# HELP___I need to sponsor 3 bad ass cars___ASAP



## nomov8 (Dec 9, 2002)

go to my web site if you dont know what I do
www.secondskinaudio.com


so my NEW website is being worked on and is scheduled to be done by September 1st.
One of the sections of the site is going to be user rides. so I need a few cars in there.
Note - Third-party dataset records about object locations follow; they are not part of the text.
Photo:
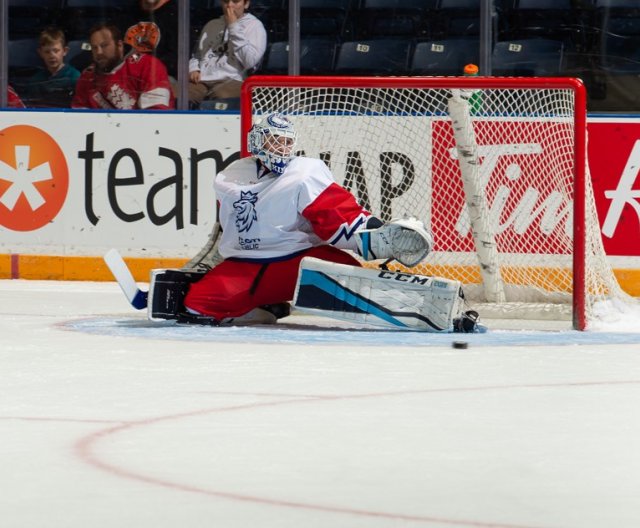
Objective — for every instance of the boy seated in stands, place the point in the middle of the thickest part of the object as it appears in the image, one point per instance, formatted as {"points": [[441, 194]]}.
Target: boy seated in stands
{"points": [[54, 84]]}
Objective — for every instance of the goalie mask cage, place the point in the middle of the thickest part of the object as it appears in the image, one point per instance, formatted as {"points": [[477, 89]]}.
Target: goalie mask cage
{"points": [[496, 167]]}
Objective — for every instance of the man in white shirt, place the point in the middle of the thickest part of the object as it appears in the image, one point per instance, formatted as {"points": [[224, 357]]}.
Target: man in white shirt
{"points": [[227, 50]]}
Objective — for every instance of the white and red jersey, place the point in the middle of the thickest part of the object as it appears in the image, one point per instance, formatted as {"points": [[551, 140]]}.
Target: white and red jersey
{"points": [[13, 99], [138, 82], [267, 217]]}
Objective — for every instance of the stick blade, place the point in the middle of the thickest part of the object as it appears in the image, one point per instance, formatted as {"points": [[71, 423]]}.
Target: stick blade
{"points": [[123, 276]]}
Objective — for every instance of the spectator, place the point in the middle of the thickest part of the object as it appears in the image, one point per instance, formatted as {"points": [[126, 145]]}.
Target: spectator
{"points": [[164, 14], [135, 81], [227, 50], [13, 99], [53, 85]]}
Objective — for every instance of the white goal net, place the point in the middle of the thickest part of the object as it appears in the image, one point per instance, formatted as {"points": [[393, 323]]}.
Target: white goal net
{"points": [[495, 167]]}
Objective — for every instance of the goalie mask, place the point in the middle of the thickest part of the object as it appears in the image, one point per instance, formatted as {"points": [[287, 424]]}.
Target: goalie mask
{"points": [[272, 141]]}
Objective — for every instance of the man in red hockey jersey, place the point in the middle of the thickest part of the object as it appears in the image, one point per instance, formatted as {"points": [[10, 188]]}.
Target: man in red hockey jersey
{"points": [[115, 81], [13, 99], [276, 208]]}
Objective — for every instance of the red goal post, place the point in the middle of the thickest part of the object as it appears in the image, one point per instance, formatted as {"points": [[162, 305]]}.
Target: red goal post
{"points": [[496, 167]]}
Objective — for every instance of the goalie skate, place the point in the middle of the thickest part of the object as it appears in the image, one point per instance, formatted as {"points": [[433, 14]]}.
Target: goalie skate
{"points": [[167, 290]]}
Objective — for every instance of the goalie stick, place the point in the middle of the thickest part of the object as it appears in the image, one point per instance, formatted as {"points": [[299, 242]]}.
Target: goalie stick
{"points": [[206, 258], [122, 274]]}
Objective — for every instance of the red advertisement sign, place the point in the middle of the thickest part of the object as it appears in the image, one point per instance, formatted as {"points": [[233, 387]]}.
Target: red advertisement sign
{"points": [[614, 161], [533, 212]]}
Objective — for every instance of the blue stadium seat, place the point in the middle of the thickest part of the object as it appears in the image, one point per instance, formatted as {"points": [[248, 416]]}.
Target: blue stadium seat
{"points": [[551, 19], [618, 46], [78, 16], [28, 17], [444, 57], [457, 18], [326, 18], [274, 15], [316, 57], [221, 104], [528, 57], [393, 18], [374, 57], [620, 54], [23, 54]]}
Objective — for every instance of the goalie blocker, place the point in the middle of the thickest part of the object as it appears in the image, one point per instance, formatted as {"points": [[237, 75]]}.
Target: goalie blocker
{"points": [[382, 298]]}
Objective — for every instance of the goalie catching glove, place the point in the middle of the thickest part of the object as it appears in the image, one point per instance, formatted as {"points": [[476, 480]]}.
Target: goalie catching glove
{"points": [[405, 239]]}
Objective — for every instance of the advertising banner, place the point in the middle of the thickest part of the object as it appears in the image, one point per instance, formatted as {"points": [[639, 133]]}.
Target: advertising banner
{"points": [[78, 183]]}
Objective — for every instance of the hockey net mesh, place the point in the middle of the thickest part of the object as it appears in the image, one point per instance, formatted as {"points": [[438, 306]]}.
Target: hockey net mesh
{"points": [[394, 148]]}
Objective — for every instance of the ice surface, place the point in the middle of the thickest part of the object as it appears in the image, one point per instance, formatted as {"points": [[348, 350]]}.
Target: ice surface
{"points": [[108, 420]]}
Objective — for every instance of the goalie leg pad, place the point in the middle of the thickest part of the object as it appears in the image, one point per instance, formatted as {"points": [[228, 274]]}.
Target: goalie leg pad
{"points": [[378, 297], [167, 290]]}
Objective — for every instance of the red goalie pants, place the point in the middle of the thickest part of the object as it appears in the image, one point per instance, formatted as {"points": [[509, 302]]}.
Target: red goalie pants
{"points": [[233, 288]]}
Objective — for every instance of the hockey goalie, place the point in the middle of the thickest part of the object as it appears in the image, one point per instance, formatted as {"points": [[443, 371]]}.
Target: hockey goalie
{"points": [[288, 232]]}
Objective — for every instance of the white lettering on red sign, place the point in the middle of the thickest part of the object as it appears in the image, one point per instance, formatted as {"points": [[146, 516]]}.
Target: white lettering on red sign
{"points": [[552, 211], [623, 194]]}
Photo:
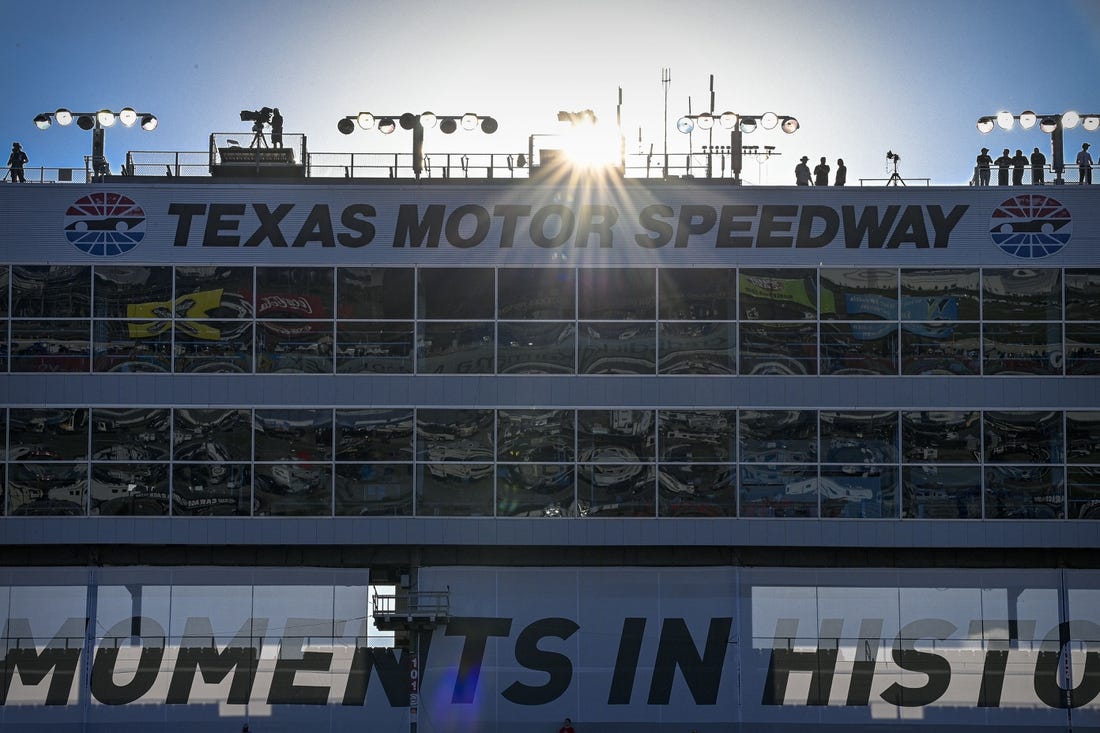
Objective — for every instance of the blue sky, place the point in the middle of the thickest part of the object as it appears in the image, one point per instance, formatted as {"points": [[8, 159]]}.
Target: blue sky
{"points": [[862, 76]]}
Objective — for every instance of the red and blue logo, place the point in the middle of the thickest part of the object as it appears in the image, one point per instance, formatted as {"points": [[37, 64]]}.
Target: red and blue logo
{"points": [[1031, 226], [105, 223]]}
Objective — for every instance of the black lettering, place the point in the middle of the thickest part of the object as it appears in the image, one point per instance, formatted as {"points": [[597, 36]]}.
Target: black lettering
{"points": [[558, 667], [476, 631], [662, 230], [416, 231], [728, 223], [185, 214], [354, 219], [936, 667], [702, 674], [218, 221]]}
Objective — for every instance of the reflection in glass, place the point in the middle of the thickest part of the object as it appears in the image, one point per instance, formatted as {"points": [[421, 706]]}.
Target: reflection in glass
{"points": [[1021, 294], [536, 348], [859, 437], [1082, 349], [130, 489], [374, 347], [454, 490], [942, 492], [773, 490], [697, 348], [1023, 437], [697, 435], [47, 489], [51, 346], [1082, 294], [211, 435], [133, 292], [374, 490], [51, 292], [696, 490], [535, 435], [858, 492], [211, 490], [859, 348], [939, 295], [294, 435], [850, 294], [132, 346], [455, 293], [374, 293], [536, 490], [617, 294], [778, 349], [939, 349], [1085, 492], [299, 489], [1025, 492], [455, 348], [606, 490], [294, 293], [222, 347], [942, 436], [778, 294], [537, 293], [288, 346], [624, 348], [374, 435], [697, 294], [47, 434], [1022, 349]]}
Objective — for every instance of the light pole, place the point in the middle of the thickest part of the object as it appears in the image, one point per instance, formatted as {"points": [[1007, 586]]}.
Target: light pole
{"points": [[1053, 124], [97, 122], [737, 124], [417, 123]]}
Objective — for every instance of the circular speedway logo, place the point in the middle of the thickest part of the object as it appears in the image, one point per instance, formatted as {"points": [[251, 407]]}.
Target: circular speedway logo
{"points": [[105, 223], [1031, 226]]}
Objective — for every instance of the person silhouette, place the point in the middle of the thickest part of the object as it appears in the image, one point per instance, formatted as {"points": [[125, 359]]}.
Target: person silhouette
{"points": [[821, 173]]}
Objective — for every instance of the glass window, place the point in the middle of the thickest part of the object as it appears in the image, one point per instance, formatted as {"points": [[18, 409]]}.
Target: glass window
{"points": [[859, 348], [447, 293], [942, 492], [704, 436], [778, 294], [697, 294], [294, 292], [378, 347], [374, 435], [51, 292], [537, 293], [697, 348], [617, 294], [1025, 492], [939, 295], [1024, 437], [848, 294], [455, 348], [941, 436], [1021, 294], [133, 292], [770, 436], [622, 348], [537, 348], [536, 435], [941, 349], [374, 490], [778, 349], [375, 293]]}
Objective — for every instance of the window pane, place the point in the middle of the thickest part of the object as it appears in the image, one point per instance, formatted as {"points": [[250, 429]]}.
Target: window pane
{"points": [[537, 293]]}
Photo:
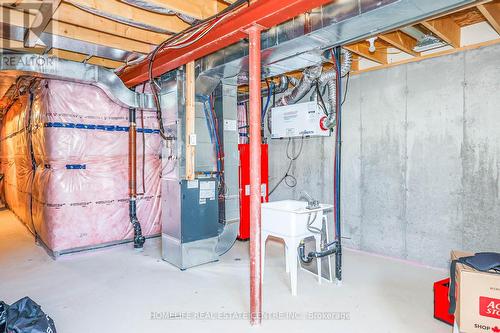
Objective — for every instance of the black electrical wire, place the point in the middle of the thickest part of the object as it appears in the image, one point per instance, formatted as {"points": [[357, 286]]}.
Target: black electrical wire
{"points": [[346, 88], [288, 178], [320, 97]]}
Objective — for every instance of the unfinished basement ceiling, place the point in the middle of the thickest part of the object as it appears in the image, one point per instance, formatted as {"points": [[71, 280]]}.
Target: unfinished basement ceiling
{"points": [[109, 33], [101, 32]]}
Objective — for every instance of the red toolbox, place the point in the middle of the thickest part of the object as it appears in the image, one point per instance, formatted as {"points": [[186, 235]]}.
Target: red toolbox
{"points": [[441, 302], [245, 186]]}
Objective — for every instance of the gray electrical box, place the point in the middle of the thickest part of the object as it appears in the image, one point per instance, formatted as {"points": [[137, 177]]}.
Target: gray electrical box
{"points": [[190, 233]]}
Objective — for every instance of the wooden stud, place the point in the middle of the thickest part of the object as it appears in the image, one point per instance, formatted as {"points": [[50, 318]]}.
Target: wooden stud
{"points": [[72, 15], [96, 37], [190, 120], [431, 55], [80, 57], [17, 18], [491, 12], [40, 22], [190, 7], [446, 29], [361, 49], [15, 44], [114, 7], [401, 41]]}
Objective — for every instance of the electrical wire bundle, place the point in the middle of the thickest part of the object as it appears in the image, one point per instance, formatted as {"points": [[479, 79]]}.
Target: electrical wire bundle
{"points": [[289, 178], [338, 145]]}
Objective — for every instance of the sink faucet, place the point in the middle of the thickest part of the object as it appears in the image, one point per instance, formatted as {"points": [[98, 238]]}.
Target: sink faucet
{"points": [[311, 203]]}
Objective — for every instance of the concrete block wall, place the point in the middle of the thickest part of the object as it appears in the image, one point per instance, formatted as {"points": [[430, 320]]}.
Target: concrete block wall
{"points": [[421, 159]]}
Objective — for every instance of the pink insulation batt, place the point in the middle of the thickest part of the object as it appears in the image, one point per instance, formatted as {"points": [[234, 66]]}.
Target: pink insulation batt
{"points": [[77, 196]]}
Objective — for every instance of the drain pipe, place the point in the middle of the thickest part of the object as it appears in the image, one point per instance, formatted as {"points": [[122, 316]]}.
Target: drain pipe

I have pics from sone of the installs I have gotten already, but need some bad ass rides in there.
here is the deal
I need 3 ppl to "semi-sponsor" you get the material at half price off the forum discounted price shipped for free.  

here are the conditions:

1. over 500 posts on this or another car audio forum, not all in the off topic sections. not combined
2. you will install the material within *1 week* of its arrival
3. you will take tons of install pictures & document progress
4. you *email* the pics to me within 2 days, and agree to allow me to post them on my site as property of my own.
5. you gotta have a bad ass ride. no ghetto cruisers.


please send me the following information 

1. your cars description. pics would help
2. performance, exterior and interior modifications
3. sound system components


send this to [email protected]
and write sponsorship in the subject line


----------



## Token Moron (Mar 28, 2003)

my car is not exactly bad ass, i wish it was.....u can check it out at www.cardomain.com/id/illestrice

lol


----------



## PrOxLaMuS© (Aug 11, 2002)

hey you can check out my car....
i think it's some old school bad ass...

- 3 10" MtX subs, Kenwood Excelon Headunit, Apline Type S (titanium coated) 4" 2-way speakers, and an MtX 8000 series amplifier!
- No engine or body mods except my 15" Western Mags and new Headers and Exhuast within 3 weeks... I am trying to keep it all original... it is 25 years old ya know

















See more pics at www.cardomain.com/id/pr0xlamus


----------



## kbrassfi (Aug 1, 2002)

sent an email


----------



## LIUSPEED (May 29, 2002)

ive seen kbrassfi car and system ! i can vouch that it REALLY sweet looking.


----------